Sin duda, puede ser muy fuerte el
desaliento actual, pero siempre tendremos razones para esperanzarnos y derrotar
el pesimismo, de lo contrario quedaría extinguido el esplendor de nuestra
propia existencia.
Debemos saber que no todo está
perdido en los momentos de dificultad. Sin embargo, es humano que cuando las
malas noticias se suceden nos domine la ansiedad o cuando las desgracias nos
afecten directamente, estemos desanimados. Esto puede suceder en la vida de
cada uno de nosotros. Esto también sucede en la misma sociedad, en su contexto
social. La incógnita se resuelve, pasa por reflexionar para ver la manera de
cambiar las cosas. Lo que ayer tenía una solución determinada resulta que hoy
esa solución no sirve. Todo cambia, nada permanece en el tiempo, por lo que
muchas veces la clave radica en reorientar nuestras fuerzas, porque bajo tantas
calamidades, hay siempre una presencia silenciosa, espiritualmente amorosa, que
nos entusiasma.
Me niego a que me derrumben el ánimo
los mercados. O los gobiernos. Nos pertenece a cada cual, forma parte del ser
humano. En el fondo nos entusiasmamos unos a otros. También nos deprimimos. Más
que nunca hoy necesitamos transmisores de ilusión. Una puerta se cierra pero
otras se abrirán. Una luz se apaga pero otras se encenderán. No se entiende la
vida sin expectativas. Será cuestión de labrarlas. Y en este trabajo todos
tenemos que colaborar, cada uno desde sus misiones y responsabilidades, para
que esa labor trascienda a todo el mundo, superando cualquier tipo de interés
mezquino. Con razón se dice que jamás se da tanto como cuando se injertan
esperanzas en la vida de un ser humano. Desde luego, el más terrible de todos
los sentimientos, a mi manera de ver, es aquel que se mueve en la desilusión,
en la contrariedad permanente, en la decepción continua, en la frustración
diaria.
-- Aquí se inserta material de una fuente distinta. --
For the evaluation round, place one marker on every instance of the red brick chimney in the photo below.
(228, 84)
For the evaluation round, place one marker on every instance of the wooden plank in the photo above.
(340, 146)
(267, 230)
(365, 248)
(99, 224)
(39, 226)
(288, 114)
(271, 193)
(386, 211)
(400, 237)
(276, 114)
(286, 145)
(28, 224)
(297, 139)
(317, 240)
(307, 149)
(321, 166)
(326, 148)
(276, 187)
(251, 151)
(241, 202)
Algo tremendo. Necesitamos a veces ser salvados por la certeza de un
corazón que comparte.
En ocasiones, pienso que nos movemos
por destellos de esperanza. Huyendo de las guerras o de la precariedad en la
que se vive, muchos seres humanos movidos por la esperanza de un porvenir
mejor, buscan otros países donde iniciar una nueva vida. También solemos
recordar a las víctimas de tantas injusticias, con el fin de comprometernos a
trabajar unidos para que nuestra esperanza de hoy se convierta en un futuro
mejor el día de mañana. El ejemplo de la joven Amanat, violada y torturada en
un autobús en Nueva Delhi a mediados de diciembre pasado, debe ayudarnos a
meditar sobre tantas violaciones y violencias sembradas. Nuestra esperanza debe encaminarse a reavivar
un espíritu pacifista, desde el ejemplo personal de una recta actitud interior,
para que se proyecte también hacia fuera en acciones coherentes y en
comportamientos como la serenidad, el equilibrio, la superación de los
instintos. Esta es la acción esperanzadora, tan necesaria para el consuelo y, a
la vez, tranquilizadora para el futuro.
La esperanza, como decía el poeta
latino Ovidio, realmente hace que agite el naufrago sus brazos en medio de las
aguas, aún cuando no vea tierra por ningún lado. Es el último recurso que nos
queda. Cuando las gentes dejan de esperanzarse todo les da igual. En parte, muchos
de los retrocesos actuales, provienen de la pérdida de respeto entre las gentes
o entre las mismas naciones. Creo, por consiguiente, que se debe dialogar más,
y más auténticamente, para comprendernos mejor y activar la confianza perdida. Respeto,
comprensión, cooperación solidaria entre los países y entre las culturas, es lo
que la humanidad requiere con anhelo, mal que les pese a algunos gobiernos.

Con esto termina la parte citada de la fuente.